Shearson Lehman Bros. has a free booklet that might help. It's called "Finding Your Way: A Guide to Mutual Fund Investing." It points out some of the benefits of mutual-fund investing, how to evaluate a mutual fund and how to avoid five common mistakes.
To order, call (800) 233-7833, Ext. 3838. If you call, your name may be put on a mailing list to receive unsolicited sales material in addition to the free booklet.
Don't follow the crowd
If you want to make money in the mutual fund market, don't follow the crowd. That's the lesson investors should learn from a recent study conducted by Oppenheimer Management Corp. In
reaching its conclusion, the New York company looked at mutual fund sales and performance since 1987.
Here's what it found:
If a person had bought mutual fund shares when sales were most frenzied and sold when the crowd sold, he would have earned just 19.4 percent since 1987. In comparison, a lowly money-market fund would have earned about 42.4 percent.

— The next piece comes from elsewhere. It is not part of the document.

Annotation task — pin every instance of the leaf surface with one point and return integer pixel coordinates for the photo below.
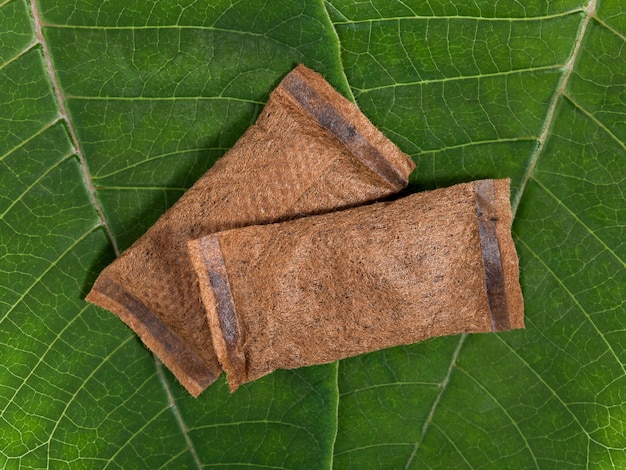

The report, which was paid for by the Wall Street Journal, said crowd-followers did poorly because they tend to buy when prices are high and sell when prices are low. Successful investors do the opposite.
Life insurance companies are finding it harder to get an A-plus financial rating this year.
At A. M. Best, for example, 96 companies among the 1,664 surveyed had their ratings lowered, and only 22 ratings were raised.
Experts say the lower ratings reflect two factors: The financial health of the industry has weakened in recent years, and rating firms have gotten much stricter.